First of all, using the IVT it is very easy to show that at least one zero must exist, i.e. in the interval $[2,100]$. However, I find it tricky to show that there can't be another zero. Using the taylor series of $e^x$ one can easily see that because $$f'(x)=-1-x+\frac{x^2}{2}+\frac{x^3}{6}+\dots>0,\quad \text{when } x>2,$$ the function is strictly monotone and therefor can't have another zero in $[2,\infty)$. But how can I show that it doesn't have a zero in $(-\infty,2)$? I can't seem to find a proper mathematical way to show this.
Best Answer
$f'(x) = 0$ occurs when $e^x = 2x + 2$. By plugging in $x = 0$, we see that the line $y = 2x + 2$ is not below the convex curve $y = e^x$, so $e^x = 2x + 2$ has two solutions, call them $x_1$ and $x_2$ where $x_1 < x_2$. These are the points where $f'(x) = 0$. $f(x)$ is increasing for $x < x_1$ and $x > x_2$, and is decreasing for $x_1 < x < x_2$.
For $x = x_1$ or $x_2$, we have $f(x) = e^x - x^2 - 2x - 2 < e^x - 2x - 2 = 0$. So $f(x_1)$ and $f(x_2)$ are negative.
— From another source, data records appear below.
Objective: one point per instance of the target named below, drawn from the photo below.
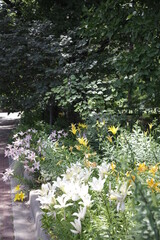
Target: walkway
(7, 123)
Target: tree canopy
(90, 56)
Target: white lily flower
(86, 200)
(45, 188)
(119, 196)
(81, 214)
(77, 225)
(47, 200)
(97, 184)
(62, 200)
(104, 168)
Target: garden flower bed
(91, 186)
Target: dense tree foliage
(90, 56)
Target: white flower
(81, 214)
(62, 200)
(77, 225)
(97, 184)
(7, 175)
(86, 200)
(104, 169)
(47, 200)
(119, 197)
(45, 188)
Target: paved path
(7, 123)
As a result, since $f(x)$ is increasing for $x < x_1$ and decreasing for $x_1 < x < x_2$, $f(x)$ cannot have any zeroes for $x < x_2$.
Since $f(x)$ is increasing on $x > x_2$, it can have at most one zero for $x > x_2$. Since $f(x_2) < 0$ and $f(x) > 0$ for large enough $x$, there is in fact one zero of $f(x)$ for $x > x_2$.
We conclude $f(x)$ has exactly one zero, occurring for some $x > x_2$.